No, no te preocupes, no importa, al fin y al cabo lo haces porque te apetece, no es por el dinero, lo sabes, es por una necesidad de contar cuentos, de decir al mundo, de expresar un llanto que tal vez si no fuera así no saldría de dentro. Estaría metido en un profundo pozo lleno de emociones, que se apelotonarían sin sentido aparente, se estarían chafando unos a otros, quizá sería lo mejor, no volver a ellos, no contar nada, que las cosas fueran pasando, que las emociones se solaparan unas con otras y que no se amasaran para formar un gran escupitajo de dolor arrojado al suelo, junto a un chicle ennegrecido por la vida, como el alma ingenua, que dejó de ser mordida y masticada y se convirtió en un pegote.
Yo no iba a escribir sobre tristezas, menos aún sobre las penas, y no tenía ningún impulso de volver a jugar con las emociones, es que soy demasiado cansina, y llega un momento que yo misma me agoto de volver a lo mismo, que no sé exactamente qué es eso a lo que vuelvo, hablo de dolor, pero es un dolor difuso, no sé, supongo que se trata de un conjunto de dolores, pero que como digo me cansa, pero bueno, será porque tenía que ser cansina, lo tenía que ser.

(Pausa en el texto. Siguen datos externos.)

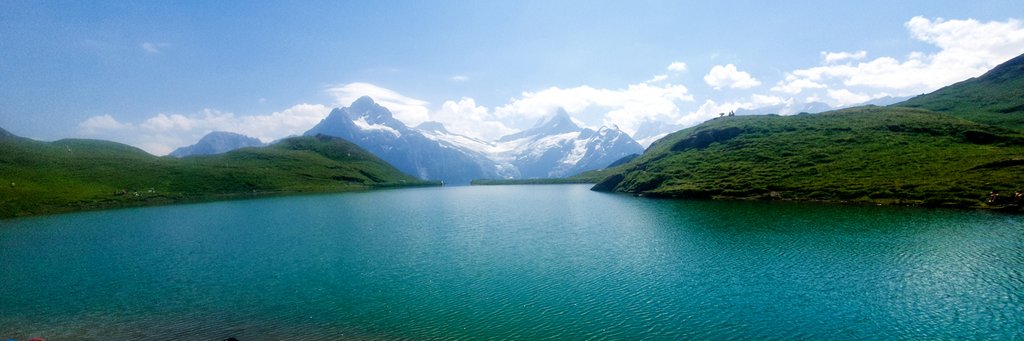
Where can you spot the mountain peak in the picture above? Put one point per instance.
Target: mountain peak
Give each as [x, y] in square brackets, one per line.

Hoy es un día extraño, de esos días de verano que son pegajosos, en los que el cielo empieza siendo azul y pasa por grises densos, y parece que va a imponerse la tormenta pero luego resurge el sol y vuelve a hacer calor, en realidad nunca dejó de hacer ese calor sofocante, aquel hombre casi se desploma en la farmacia, no sé por qué me ha venido ahora mismo su imagen, pero lo he vuelto a ver tambalearse frente a uno de los mostradores, la farmacéutica se apresuró a ponerle una silla detrás, si no hubiera sido por su rápida reacción aquel señor se habría caído de culo ante mis ojos. La dueña de la farmacia se apresuró a ofrecerle agua, le sugirió al aturdido señor que no se levantara, que esperase unos minutos. -"¿Y para qué necesito agua? ¡Qué tontería! Lo que me fallan son las piernas, no la garganta."- respondió con cierta sorna el afectado.

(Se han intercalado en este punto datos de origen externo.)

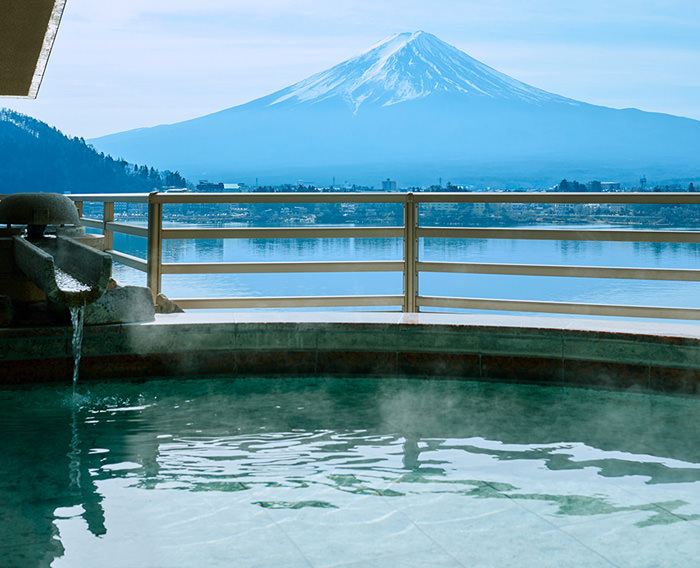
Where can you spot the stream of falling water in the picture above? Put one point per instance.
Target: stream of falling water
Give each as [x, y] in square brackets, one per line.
[77, 317]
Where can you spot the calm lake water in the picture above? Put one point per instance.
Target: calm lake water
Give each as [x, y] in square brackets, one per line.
[346, 472]
[591, 290]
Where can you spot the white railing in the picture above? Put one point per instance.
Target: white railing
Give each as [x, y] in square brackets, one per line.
[410, 232]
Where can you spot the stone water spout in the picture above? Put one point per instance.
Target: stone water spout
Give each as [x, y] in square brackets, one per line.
[70, 273]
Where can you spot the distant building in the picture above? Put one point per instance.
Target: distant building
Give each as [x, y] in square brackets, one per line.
[388, 185]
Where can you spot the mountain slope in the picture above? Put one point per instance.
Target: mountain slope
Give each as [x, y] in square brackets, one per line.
[36, 157]
[415, 108]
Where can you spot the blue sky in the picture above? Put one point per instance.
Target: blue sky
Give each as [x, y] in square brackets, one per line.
[133, 63]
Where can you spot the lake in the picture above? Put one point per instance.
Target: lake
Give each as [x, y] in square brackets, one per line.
[584, 290]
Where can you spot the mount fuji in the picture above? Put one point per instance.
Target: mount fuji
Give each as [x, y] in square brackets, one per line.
[415, 109]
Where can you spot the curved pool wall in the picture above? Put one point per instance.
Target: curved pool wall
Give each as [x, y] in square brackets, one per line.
[643, 356]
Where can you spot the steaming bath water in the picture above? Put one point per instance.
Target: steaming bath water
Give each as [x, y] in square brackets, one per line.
[356, 472]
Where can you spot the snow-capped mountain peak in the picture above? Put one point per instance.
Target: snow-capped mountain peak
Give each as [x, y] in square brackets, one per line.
[409, 66]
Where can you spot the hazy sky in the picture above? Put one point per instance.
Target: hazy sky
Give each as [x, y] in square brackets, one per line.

Yo pensé, tal vez con maldad, que la farmacéutica no quería vérselas con un hombre derrotado por sus piernas cansadas en el brillante suelo de su recién reformada farmacia. Estuve a punto de pedirle para mí el vaso de agua, ¡hacía tanto calor! Pero no, me contuve y esperé a que se solucionara el percance para comprar los tapones para el oído de mi hijo, que lo llevaba conmigo casi a rastras para que a pesar de su otitis pudiera darse un baño en la piscina. El hombre salió, con una actitud casi de indignación, le había molestado profundamente ese ofrecimiento del vaso del agua y en cuanto supo que sus piernas iban a responder, salió de la farmacia a paso ligero, lo más ligero que le dejaron. Qué importantes son las extremidades, y no nos damos cuenta hasta que nos pasa algo con ellas. 

La toalla naranja está hecha un manojo de tela rizada y húmeda apoltronada entre una pared de azulejos blancos y un radiador que tal día como hoy parece estar a pleno rendimiento, por el calor interior y exterior de la casa. Desastre absoluto, la estoy viendo y me está diciendo que la quite de ahí, que la meta en la lavadora y que la ponga a girar con agua y detergente, pero yo estoy perezosa, uno de esos días en los que ves que tienes miles de cosas que hacer y te pones a escribir tonterías frente a un ordenador a punto de caducar, espero que no se rompa. ¡Oh! No sé qué haría sin él, porque me resulta muy útil para controlar la locura transitoria, aparece, viene, le digo hola, bailo con ella, escribo un texto, se va, me deja libre con mi estado cambiante, vuelve, me hunde o me hace saltar, me inspira un cuento, me anima, me libera. Todo gracias a él, y también a las horas invertidas en aquella academia en la que eché horas y horas golpeando teclas una y otra vez, con la única certeza de que aumentaría la velocidad al escribir en máquina ruidosa, tal vez porque el instinto me decía que aquello me iba a servir para algo más que salvar trabajos universitarios empezados a destiempo. Gracias al curso de mecanografía de mis años de juventud ahora puedo escribir pensamientos a la vez que observo mi casa y justamente es una imagen la que me inspira, me arrastra, me lleva y me trae. No necesito una puesta de amanecer preciosa para inspirarme, aunque también me inspire.
Tampoco necesito la imagen de dos pollitos preciosos mostrándose ternura el uno al otro para para escribir con impulso creativo, aunque también me inspire.
En realidad la vida cotidiana está llena de imágenes inspiradoras. Voy a ver si ceno, que el cielo está ya oscurecido por la llegada de la noche y los pozos llenos de emociones oníricas están a punto de estallar.